Regulations come into force this week that explain how and when a foreign company can be brought to justice in the UK over blog postings that encourage terrorism. The Regulations integrate Europe's e-commerce laws with the UK's Terrorism Act.
The Electronic Commerce Directive (Terrorism Act 2006) Regulations 2007 were laid before Parliament on 31st May and come into force on 21st June.
The Terrorism Act 2006 is already in force. It created offences relating to the encouragement of acts of terrorism and the dissemination of terrorist publications. The Act contains a notice and takedown regime that applies to all website operators. If a person posts any remark to a blog that encourages an act of terrorism, a police constable can serve a notice on the operator of the blog requiring the removal of the offending post within two days.
Failure to comply within the two-day period, in the absence of "reasonable excuse", means that the operator will be deemed to have endorsed the post and its directors could face up to seven years in prison.
The Terrorism Act made action against UK and companies in the European Economic Area (EEA) possible and Home Office Guidance of October 2006 described procedures that should be followed. The EEA member states comprise the 27 EU member states plus Iceland, Lichtenstein and Norway.
If, for example, a blog posting is deemed a threat to public security and a police constable asked the EEA member state to effect its removal and that state failed to do so, proceedings in the UK will be possible.
A Home Office spokesperson stressed to OUT-LAW that the new Regulations do not extend the application of the Terrorism Act to service providers overseas beyond what is already possible under that Act. Instead, they restrict the circumstances in which this is possible, setting conditons that must be satisfied.
The Regulations also extend certain protections of the E-commerce Directive to the Terrorism Act.
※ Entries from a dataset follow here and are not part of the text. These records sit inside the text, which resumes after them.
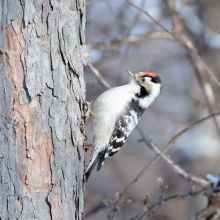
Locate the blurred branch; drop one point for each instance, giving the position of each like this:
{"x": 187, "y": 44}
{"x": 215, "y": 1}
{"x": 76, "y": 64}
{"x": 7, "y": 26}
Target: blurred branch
{"x": 173, "y": 198}
{"x": 113, "y": 45}
{"x": 98, "y": 75}
{"x": 176, "y": 168}
{"x": 201, "y": 70}
{"x": 188, "y": 45}
{"x": 202, "y": 182}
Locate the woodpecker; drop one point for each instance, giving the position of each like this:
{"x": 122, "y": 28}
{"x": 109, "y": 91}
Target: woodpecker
{"x": 116, "y": 113}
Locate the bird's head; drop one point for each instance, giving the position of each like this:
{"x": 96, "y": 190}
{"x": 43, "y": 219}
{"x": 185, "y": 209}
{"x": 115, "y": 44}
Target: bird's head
{"x": 146, "y": 79}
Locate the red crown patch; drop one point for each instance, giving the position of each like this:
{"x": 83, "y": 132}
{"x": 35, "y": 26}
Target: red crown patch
{"x": 150, "y": 74}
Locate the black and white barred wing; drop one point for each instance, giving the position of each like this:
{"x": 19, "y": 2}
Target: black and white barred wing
{"x": 123, "y": 128}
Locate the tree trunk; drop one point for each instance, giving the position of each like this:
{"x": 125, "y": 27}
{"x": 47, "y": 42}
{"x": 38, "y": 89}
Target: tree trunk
{"x": 42, "y": 91}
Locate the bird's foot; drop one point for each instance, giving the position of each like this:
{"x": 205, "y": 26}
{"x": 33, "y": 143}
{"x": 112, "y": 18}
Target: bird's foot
{"x": 87, "y": 147}
{"x": 87, "y": 110}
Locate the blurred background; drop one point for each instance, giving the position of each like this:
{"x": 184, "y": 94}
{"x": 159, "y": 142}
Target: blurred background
{"x": 121, "y": 38}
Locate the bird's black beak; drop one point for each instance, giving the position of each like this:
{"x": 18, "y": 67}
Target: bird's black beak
{"x": 130, "y": 73}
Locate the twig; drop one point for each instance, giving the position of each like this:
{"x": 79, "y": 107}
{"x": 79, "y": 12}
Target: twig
{"x": 113, "y": 45}
{"x": 171, "y": 142}
{"x": 201, "y": 70}
{"x": 177, "y": 169}
{"x": 169, "y": 199}
{"x": 191, "y": 50}
{"x": 98, "y": 75}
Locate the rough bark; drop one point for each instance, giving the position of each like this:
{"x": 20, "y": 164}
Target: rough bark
{"x": 42, "y": 90}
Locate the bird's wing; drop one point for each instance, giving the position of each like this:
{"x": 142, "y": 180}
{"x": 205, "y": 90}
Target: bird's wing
{"x": 123, "y": 127}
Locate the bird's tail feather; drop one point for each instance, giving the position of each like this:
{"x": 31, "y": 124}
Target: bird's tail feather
{"x": 92, "y": 164}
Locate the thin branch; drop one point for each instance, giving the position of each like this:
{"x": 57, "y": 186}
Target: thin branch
{"x": 189, "y": 47}
{"x": 201, "y": 70}
{"x": 176, "y": 168}
{"x": 119, "y": 202}
{"x": 98, "y": 75}
{"x": 171, "y": 142}
{"x": 113, "y": 45}
{"x": 167, "y": 200}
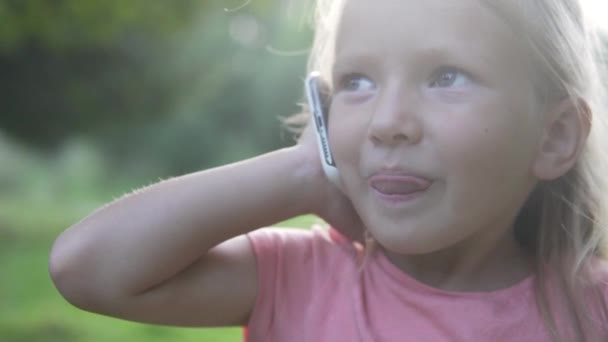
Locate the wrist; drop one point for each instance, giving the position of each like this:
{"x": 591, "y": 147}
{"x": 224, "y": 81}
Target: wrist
{"x": 307, "y": 178}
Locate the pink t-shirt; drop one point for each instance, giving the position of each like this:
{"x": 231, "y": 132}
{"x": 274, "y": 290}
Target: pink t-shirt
{"x": 311, "y": 288}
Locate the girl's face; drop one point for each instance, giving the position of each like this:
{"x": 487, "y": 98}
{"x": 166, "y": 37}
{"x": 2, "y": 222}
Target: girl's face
{"x": 433, "y": 122}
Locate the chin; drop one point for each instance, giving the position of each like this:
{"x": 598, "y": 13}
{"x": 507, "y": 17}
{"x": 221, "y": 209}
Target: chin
{"x": 410, "y": 238}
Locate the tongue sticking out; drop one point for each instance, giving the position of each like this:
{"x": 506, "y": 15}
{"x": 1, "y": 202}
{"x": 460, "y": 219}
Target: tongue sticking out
{"x": 399, "y": 186}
These protections apply to intermediaries acting as mere conduits or those that cache or host third party content. They were aimed at ISPs and website hosting companies. However, the UK's implementing rules, the E-commerce Regulations 2002, do not apply to legislation that postdates them and so the protections need to be given on a case-by-case basis. This month's Regulations add the protections of the E-commerce Regulations to the Terrorism Act. The protections are qualified. For example, hosting a user's offending content is not an offence provided it is removed or blocked expeditiously "upon obtaining actual knowledge that the information was unlawfully terrorism-related".
The Terrorism Act presented a significant challenge for operators of social networking sites or any others that encourage users' contributions when it was introduced. The notice and takedown regime goes further than the laws that control copyright infringements on websites because it also applies to any "repeat statement". That is defined in the Terrorism Act as a statement which "is for all practical purposes, to the same effect as the statement to which the notice related". The two-day time limit for removal of the statement will begin to run from the date of re-publication.
The Terrorism Act says a person is not deemed to endorse a repeat statement if he "is not aware of the publication of the repeat statement" or where he has taken "every step he reasonably could to prevent a repeat statement" becoming available to the public. However, the explanatory notes to the Act provide little guidance as to what is reasonable for the host of a website, blog or message board.